Within 1,2, 3, 4, 5 seconds of the TEDs cleverly titled, New Sense, debut album, it’s clear why everyone adores Tegan, driving force and co singer-songwriter of TEDs. They want a piece of that pure fire, conviction, positivity, anger – because it’s an artful, beautiful thing being able to communicate all that in the one song. (And if you think you can mess with such an open hearted talent go-to ‘Kill You Last’ and ‘Razor Party’ first, or ‘Disasters I’ve Known And Loved’, and take it as a warning.)
“Come on, come on don’t be shy/You be the girl and I’ll be the boy/Come On!”
Opener ‘Child’s Play’ goes pop. The flash backs continue: Courtney Love and Hole, Bikini Kill. ‘Future Imperfect’ – mencing guitars and taunting lyrical chants, cheeky dynamics – and it’s cue memories of Prolapse. Tegan and Mar K are laying their influences bare, (also Nirvana), along with their 21st Century observations, love of, yet impatience with, human kind, and a great attitude.
New Sense shows no fear. Tegan takes a calming breathe, says “OK”, there’s a tinkling on a guitar, and it’s Creosote. “You won’t find it here!” bawls Tegan, echoed by Mar K. Now I remember that feeling: everything matters.
It’s proving obvious that every song deserves a mention.
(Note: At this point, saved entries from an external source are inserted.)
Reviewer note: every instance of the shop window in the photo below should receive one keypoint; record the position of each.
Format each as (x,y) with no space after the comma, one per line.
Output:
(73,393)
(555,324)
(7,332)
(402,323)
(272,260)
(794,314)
No fillers here. They waited. They have grown into these tracks, laid them bare, built them back up again, (and maybe also influenced by the arrival of new permanent drummer, Eli . ) They are even angry at the songs by now. Despite the fury, jumpy beats, thrashing rhythms, there is always a velvelty, wanton guitar swell on which to cling. New Sense is no ordinary debut, it’s a coming out thing.